Friday, 28 November 2014

First Date

So, I promised you all out there on teh interwebz (because I prefer to labour under the illusion that people actually read this thing, thankyouverymuch) that I would write a little bit about our first selection meeting for foster adoption.

This is how it works. First, you call the office and they ask a series of qualifying questions, mostly to make certain that you aren't a lunatic living in a hovel - where do you live, do you have enough space, has anyone official (so, not your kids or your mother-in-law) ever told you that you aren't fit to raise a chicken, et cetera. If you can tick all the boxes, you are invited to attend an informational session within the following three months.

After a number of weeks and some (okay, a lot of) obsessive googling on fostering, the evening arrives. Three or so social workers ply you with sugar, caffeine, and heart-breaking statistics until all your defenses are offline, and then they hit you with the horror stories and the worst case scenarios to see if you'll break and run. If you hang tough, they'll see you the following week (or, you know, whenever you get your shit together.)

This is where the selection process starts. At our meeting, we all had to stand up and say who we were, what we did for work and leisure, and to say what our experience with children was, and our motivation for attending. The hardest part was to describe ourselves as parents in one word. What? As you may have noticed, I can't describe anything in just one word. Apparently a lot of others felt the same, and since there were about forty of us, it took some time to get through us all. Of course I was last, so I had a lot of time to build up all that public-speaking anxiety we all know and love. Naturally S nailed it, and I muttered something incoherent about how all I really do is read and aren't epigenetics interesting, then got red in the face and sat down. All the words I wanted to say in a clear and logical manner got tangled up in my larynx and fell over their feet before making it out of my mouth. The social workers were taking notes the entire time and I'm sure the ones on me say something like "??? couldn't understand a word, no apparent hobbies. Husband bright and articulate."
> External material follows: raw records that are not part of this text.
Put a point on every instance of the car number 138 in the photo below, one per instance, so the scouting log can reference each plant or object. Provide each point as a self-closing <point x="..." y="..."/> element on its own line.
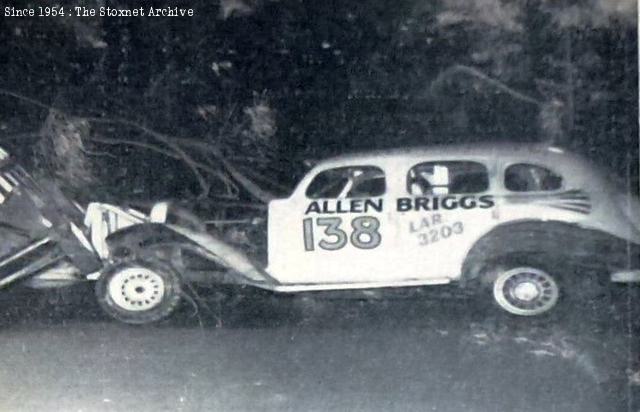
<point x="364" y="233"/>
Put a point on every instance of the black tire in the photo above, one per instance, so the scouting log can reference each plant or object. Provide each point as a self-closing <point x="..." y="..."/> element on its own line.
<point x="559" y="287"/>
<point x="138" y="291"/>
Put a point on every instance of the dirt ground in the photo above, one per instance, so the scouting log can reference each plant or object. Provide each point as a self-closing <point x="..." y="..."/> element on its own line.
<point x="282" y="354"/>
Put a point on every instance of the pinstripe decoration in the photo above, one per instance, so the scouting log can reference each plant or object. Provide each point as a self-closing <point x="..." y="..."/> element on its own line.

We moved on to a questionnaire, and let me tell you, that was definitely designed to weed out the crazies. Because, you know, my one year old baby is totally able to keep himself safe around dangerous objects, and my four year old always meets me at the door with a perfectly mixed Manhattan after a hard day at the office. Not. Some questions were harder for me because my answer really depended on the kid, because you parent the child you have, not the ideal one you expected, right? Right. So I wrote a paragraph on a few of them before we even got to the essay  questions.

Which were actually pretty easy; I just answered them all with examples of how I would  deal with my own kids. So I guess if we aren't passed to the next level, maybe I am not fit to raise a chicken! I felt like a high school kid again when we handed in all our 'tests' - nervous and just hoping for a passing grade.